We have not checked in on this motley crew at the public site in a long time (NFTRH keeps a running tab each week). Here are the monthly views of the basket cases we call major currencies.
Uncle Buck and his reserve status were leveraged to the hilt by "The Hero" and now his successor is trying to gently talk the Fed out of its policy stance over time. In other words, tightening is going to come one way or another and Janet Yellen is trying to go the orderly route. When this process becomes disorderly, the USD is likely to benefit from the liquidations elsewhere in the asset world.
Technically, USD is in a long basing pattern. There are those who think it is basing before a renewed decline, reading a Symmetrical Triangle (continuation) pattern into poor old Unc. I think the odds are it is bottoming over the post-2008 years when inflation - try as they might to have promoted it - simply has not taken root. Leaning bullish, watch support and resistance.
Long ago we projected a rally in Uncle Buck's chief competitor, the Euro. This was due to a bottoming pattern (formed on shorter term charts) and unsustainable negative hype about the Euro crisis. The target was around 140 +/-, which is the top of the post-2008 downtrend channel. Euro remains in a big picture downtrend and if global asset markets start to come unwound in the coming months, it is not Euros people are going to run to, I can tell you that. Bearish below the upper trend line.
Canada... oh Canada. For many months NFTRH has been noting the thick cap of resistance on the Canada dollar. For the last few it has been rising to test this resistance.

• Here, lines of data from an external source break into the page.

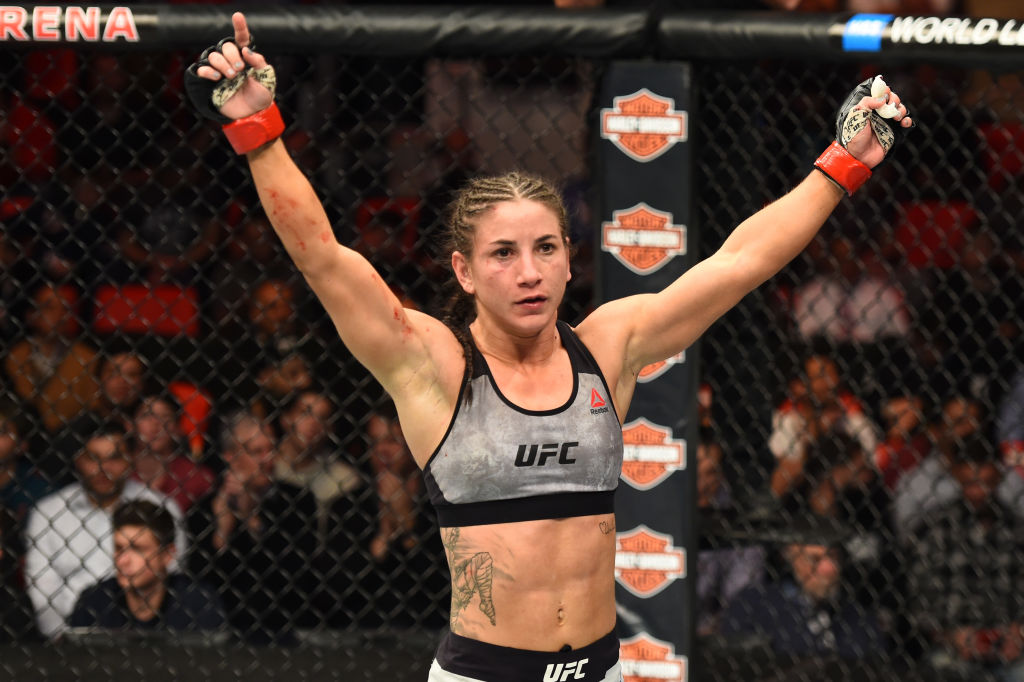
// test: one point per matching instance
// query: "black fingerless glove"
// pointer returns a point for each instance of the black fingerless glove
(850, 121)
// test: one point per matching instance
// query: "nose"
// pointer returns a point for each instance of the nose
(528, 273)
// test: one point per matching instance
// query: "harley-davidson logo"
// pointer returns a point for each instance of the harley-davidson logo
(643, 125)
(647, 659)
(650, 454)
(646, 561)
(654, 370)
(643, 239)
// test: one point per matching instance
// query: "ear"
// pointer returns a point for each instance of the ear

On the big picture, the state of CDW (a 'commodity currency') is a bearish omen for commodities as long as it remains below resistance. There is a ton of hot air between the current level and any notable support. Inflationists better hope CDW negates resistance. Bearish.
Fellow commodity currency the Aussie is also bearish as it dwells below a thick cap of resistance. As with Canada, get above resistance and we'll change our tune. But not until.
The Swiss Franc seems to benefit in the run ups to global monetary crises owing to Switzerland's reputation as a sound money haven and sound economy. I am not sure if that reputation is as well founded as it once was, but the Swissy continues in a long-term uptrend channel (with a channel buster up in the Euro crisis). Going strictly by the chart, the XSF seems to be the best long-term bet of all the major currencies over the span of what we call the 'Age of Inflation onDemand' © (i.e. post-2000).
But wait, there is another sound currency in circulation and it is called the Indian Rupee. This may not be considered a major currency, but it denominates a large emerging economy and most importantly, it is stewarded by a Central Banker (Raghuram Rajan) with the rarest of things, integrity. Lately Rajan has been open to easing his firm grip in the fight against inflation and he has been working with Modi. The result has been an India with a launching stock market and a still firm currency, which looks by the way, like a buy right here.
Last but never least in 'confidence paper' sweepstakes, the Japanese Yen. The chart says what it needs to say regarding resistance and support. If global liquidity becomes constrained we'd look for Yen to rise to some degree along with the USD (both being anti-markets to varying degrees, with the rest of the asset world on the other side of the trade). If a continued asset market party is to be the play, expect the Yen to tank to support. Yen is neutral at the current level.
Finally, the worst currency of them all... gold. Why this heavy metallic relic has proven useless to all those people who flooded into the supposed safe haven in refuge from the Euro crisis (a global knee jerk into gold). Various developed nations have been able to leverage their currencies to economic or at least stock market gains, after all. What has gold done? Why, it has just sat there retaining value and not only paying out nothing, but erasing the principle of the Knee Jerks and other assorted casino patrons who thought it was as easy as 'run to gold, be safe'.
It doesn't work that way. When you are holding value (in this case monetary value) you are holding something that will lose assigned value when confidence in official policy making is high (it has been since 2012) and it will gain value when the angry mobs come after the policy hacks after the magic wears off (it will).
Lecture aside, gold is trying to bottom here. The disasters that are the Middle East and Ukraine are not helping gold's case, don't fall for it. Just as the 2011 'Knee Jerks' hurt gold's investment sponsorship greatly on a large scale, the small scale panics can be damaging on a short-term basis.
But if that is a bottoming pattern, we are on a count down to a time when the most boring currency of them all starts to slowly gain respect in the eyes of rational value seekers.